Hardcover | 8-1/2 x 11 inches | 200 pages | 182 illustrations | English | ISBN: 978-1946226341 | $49.99

Publisher's Description:

Dense observation of the landscape, climate, culture, and existing uses and patterns of the site were worked out in conversation with the client’s mission to mitigate environmental challenges; Faulkner Architects brings together site and home both phenomenologically in the design and technologically through sustainable features and practices.

Technically a remodel, the house utilized the footprint of the existing house as a basis for a new floor plan. An existing fireplace was wrapped in concrete to serve as a major structural element anchor-ing the new architecture. This avoided additional grading and left the hillside open and natural. It also placed the new home directly under the shade of the old oaks, in intimate relationship with the trees surrounding it.

This award-winning home is located on an eight acre, ex-urban property at the base of the Oakland Hills near San Francisco Bay. Formed of concrete and wrapped with Cor-ten steel panels, the net zero energy residence is an elegant, low maintenance response to its context which is draped in rich green foliage and majestic native oak trees.

Referral Links:
Buy from AbeBooks Buy from Amazon Buy from Book Depository Buy from Bookshop.org Buy via IndieBound

dDAB Commentary:

Best I can tell, Oscar Riera Ojeda Publishers has been putting out building monographs in various series for at least twenty years. The oldest one I have is from 1999, a slim volume devoted to Vincent James's Type/Variant House that was part of the "Single Building Series," which had at least eight titles. I'm not sure if there were other series between it and the recent "Masterpiece Series," which is made up of nine recently published and forthcoming books. One I have is devoted to Faulkner Architects' Miner Road House in California, a house that actually shares some traits with the VJAA house in Wisconsin: L-shaped plans, treed sites, metal exteriors, and wood interiors. Both are impressive modern houses that might also illustrate Ojeda's own architectural preferences when it comes to residential architecture.

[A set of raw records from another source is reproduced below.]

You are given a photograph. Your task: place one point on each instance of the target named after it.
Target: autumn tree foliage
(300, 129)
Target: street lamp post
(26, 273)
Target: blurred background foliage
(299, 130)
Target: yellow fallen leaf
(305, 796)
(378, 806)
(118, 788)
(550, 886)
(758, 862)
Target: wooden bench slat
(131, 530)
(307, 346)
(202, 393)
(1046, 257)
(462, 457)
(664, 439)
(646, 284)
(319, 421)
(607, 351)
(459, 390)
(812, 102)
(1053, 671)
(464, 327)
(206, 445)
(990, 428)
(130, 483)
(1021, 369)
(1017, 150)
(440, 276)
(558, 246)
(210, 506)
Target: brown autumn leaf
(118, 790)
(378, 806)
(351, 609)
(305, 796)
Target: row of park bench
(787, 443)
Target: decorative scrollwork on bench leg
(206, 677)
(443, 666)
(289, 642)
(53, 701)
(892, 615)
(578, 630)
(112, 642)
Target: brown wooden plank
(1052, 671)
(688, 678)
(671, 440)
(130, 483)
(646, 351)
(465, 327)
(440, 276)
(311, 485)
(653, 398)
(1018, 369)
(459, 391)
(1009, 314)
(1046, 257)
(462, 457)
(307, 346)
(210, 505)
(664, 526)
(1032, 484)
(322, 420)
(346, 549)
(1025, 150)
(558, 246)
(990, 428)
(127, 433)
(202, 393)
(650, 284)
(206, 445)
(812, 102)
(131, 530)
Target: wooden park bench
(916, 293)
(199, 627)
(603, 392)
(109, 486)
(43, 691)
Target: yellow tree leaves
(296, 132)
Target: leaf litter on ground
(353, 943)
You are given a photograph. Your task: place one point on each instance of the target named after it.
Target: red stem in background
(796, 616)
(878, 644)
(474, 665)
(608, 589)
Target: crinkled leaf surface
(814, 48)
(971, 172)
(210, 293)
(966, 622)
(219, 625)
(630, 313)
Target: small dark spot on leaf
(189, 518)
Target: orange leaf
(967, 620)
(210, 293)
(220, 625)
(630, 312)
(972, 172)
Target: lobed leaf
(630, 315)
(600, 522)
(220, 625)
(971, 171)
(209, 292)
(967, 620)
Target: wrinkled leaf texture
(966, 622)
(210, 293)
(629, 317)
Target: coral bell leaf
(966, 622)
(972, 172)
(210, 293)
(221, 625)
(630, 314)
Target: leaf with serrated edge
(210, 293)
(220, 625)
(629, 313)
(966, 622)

I wrote about the house and book a couple weeks ago for World-Architects, so I won't go too much further into them here. But I will say that the structure of the book works very well. It follows the order of an architectural project: after some brief words on the house come sketches, which are followed by presentation plans and models, then construction photos, and finally professional photographs of the finished house. It's a logical order whose visual narrative slowly reveals more of the house's design and its realization. Given that each book in the series has the same cover, minus the variations of the cover photograph and title, I'm guessing this internal structure is also consistent. (Actually I'm not guessing, as the book on Joseph N. Biondo's House Equanimity that I have is basically the same.) A consistent format is necessary to create a cohesive series, but the selection of projects that fit into the series is also important; if the buildings don't deserve full-length books, the series crumbles. The two books I have in the Masterpiece Series bode well for the whole, which is mainly made up of houses but will eventually veer into cultural buildings.